Elizabeth Wardwell was always thought of as a kind old woman. Recent suspect of Akash has led some to believe her to be a w..... no, of course not. Not kind old Elizabeth, she's just a poor old woman, right...........


----------



## fick209 (Aug 31, 2009)

Another great creation Tyler...I'm looking forward to seeing them all together in your 2010 haunt!


----------



## IMU (Apr 8, 2009)

Very nice ... and creepy!


----------



## Spooky1 (Aug 25, 2008)

What big eye's you have Grandma! Liz looks quite creepy.


----------



## Devils Chariot (May 23, 2007)

She's a witch!!! Burn her!!! Keep the great work comin Tyler.
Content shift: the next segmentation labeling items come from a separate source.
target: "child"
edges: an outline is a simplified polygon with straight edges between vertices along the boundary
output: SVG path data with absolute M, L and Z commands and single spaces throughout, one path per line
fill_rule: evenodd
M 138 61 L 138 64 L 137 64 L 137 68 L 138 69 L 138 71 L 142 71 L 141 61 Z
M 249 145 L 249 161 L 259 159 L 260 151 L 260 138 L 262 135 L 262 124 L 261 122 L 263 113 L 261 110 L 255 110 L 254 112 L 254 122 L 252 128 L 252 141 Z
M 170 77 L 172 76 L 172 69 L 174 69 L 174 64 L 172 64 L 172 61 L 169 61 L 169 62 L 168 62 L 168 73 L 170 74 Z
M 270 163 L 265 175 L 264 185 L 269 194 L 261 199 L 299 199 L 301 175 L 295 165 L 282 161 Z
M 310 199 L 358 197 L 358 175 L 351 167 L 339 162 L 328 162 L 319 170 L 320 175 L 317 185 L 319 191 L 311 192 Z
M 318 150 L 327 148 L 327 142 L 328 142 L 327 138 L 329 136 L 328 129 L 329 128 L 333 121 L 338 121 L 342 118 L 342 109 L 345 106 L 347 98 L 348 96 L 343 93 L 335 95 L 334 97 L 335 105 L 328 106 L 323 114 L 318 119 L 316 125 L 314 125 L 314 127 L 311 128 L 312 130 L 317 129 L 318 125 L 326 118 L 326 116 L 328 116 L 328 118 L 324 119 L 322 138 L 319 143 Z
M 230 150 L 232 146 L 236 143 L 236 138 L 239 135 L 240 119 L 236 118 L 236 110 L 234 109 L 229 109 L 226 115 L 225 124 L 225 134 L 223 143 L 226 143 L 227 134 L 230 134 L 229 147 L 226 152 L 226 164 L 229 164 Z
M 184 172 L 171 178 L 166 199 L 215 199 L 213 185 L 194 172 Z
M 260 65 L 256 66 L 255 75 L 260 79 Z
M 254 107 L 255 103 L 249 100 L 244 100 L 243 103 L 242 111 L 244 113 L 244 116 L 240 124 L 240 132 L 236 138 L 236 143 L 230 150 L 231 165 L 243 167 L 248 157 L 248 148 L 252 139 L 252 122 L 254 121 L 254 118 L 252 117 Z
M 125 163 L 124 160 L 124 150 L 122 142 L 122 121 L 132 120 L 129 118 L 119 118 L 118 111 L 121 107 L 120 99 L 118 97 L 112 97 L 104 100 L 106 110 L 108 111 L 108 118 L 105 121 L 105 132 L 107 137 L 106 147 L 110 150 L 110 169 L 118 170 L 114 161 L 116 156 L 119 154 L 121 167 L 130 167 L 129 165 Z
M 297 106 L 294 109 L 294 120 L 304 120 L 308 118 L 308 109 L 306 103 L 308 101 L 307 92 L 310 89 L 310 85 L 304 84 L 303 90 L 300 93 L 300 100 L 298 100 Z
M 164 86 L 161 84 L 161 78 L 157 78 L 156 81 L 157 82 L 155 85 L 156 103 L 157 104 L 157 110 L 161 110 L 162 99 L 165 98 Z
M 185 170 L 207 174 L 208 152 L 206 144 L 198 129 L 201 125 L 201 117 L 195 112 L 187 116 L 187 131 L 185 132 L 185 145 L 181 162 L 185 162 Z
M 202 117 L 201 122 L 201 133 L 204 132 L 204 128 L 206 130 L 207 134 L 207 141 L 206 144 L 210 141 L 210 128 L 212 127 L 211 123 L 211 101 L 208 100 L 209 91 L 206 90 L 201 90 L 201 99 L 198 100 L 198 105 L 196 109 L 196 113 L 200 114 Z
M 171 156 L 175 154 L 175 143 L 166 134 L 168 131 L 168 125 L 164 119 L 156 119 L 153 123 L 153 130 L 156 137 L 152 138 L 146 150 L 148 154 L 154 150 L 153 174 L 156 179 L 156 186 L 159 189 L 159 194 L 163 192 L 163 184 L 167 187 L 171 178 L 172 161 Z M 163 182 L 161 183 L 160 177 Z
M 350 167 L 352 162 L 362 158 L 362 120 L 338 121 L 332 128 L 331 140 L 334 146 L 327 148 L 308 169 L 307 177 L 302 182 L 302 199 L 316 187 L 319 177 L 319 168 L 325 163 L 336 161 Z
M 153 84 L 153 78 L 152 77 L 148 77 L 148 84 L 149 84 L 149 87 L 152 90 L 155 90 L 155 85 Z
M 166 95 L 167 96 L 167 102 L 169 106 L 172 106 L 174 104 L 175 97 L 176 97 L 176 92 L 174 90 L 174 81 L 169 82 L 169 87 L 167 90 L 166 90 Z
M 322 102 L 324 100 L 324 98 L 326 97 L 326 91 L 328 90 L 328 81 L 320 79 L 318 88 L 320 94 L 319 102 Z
BTW, where do you store your millions of props?


----------



## RoxyBlue (Oct 6, 2008)

Love the sneer she has!


----------



## Joiseygal (Sep 3, 2008)

Looks really good Tyler and great expression on her face!


----------



## nixie (Sep 17, 2008)

I love her! Your creations all have such wonderful expressions and character!


----------



## ScreamingScarecrow (Oct 1, 2008)

She looks great!


----------



## Tyler (Jul 17, 2008)

Devils Chariot said:


> She's a witch!!! Burn her!!! Keep the great work comin Tyler.
> 
> BTW, where do you store your millions of props?


Thanks guys!!
And, well the shed, crawlspace, and my room!haha I have bunkbeds and the entire top is filled with stuff! I have half the tree up there.


----------



## scareme (Aug 29, 2006)

Looks great. Yeah, storage is always an issue.


----------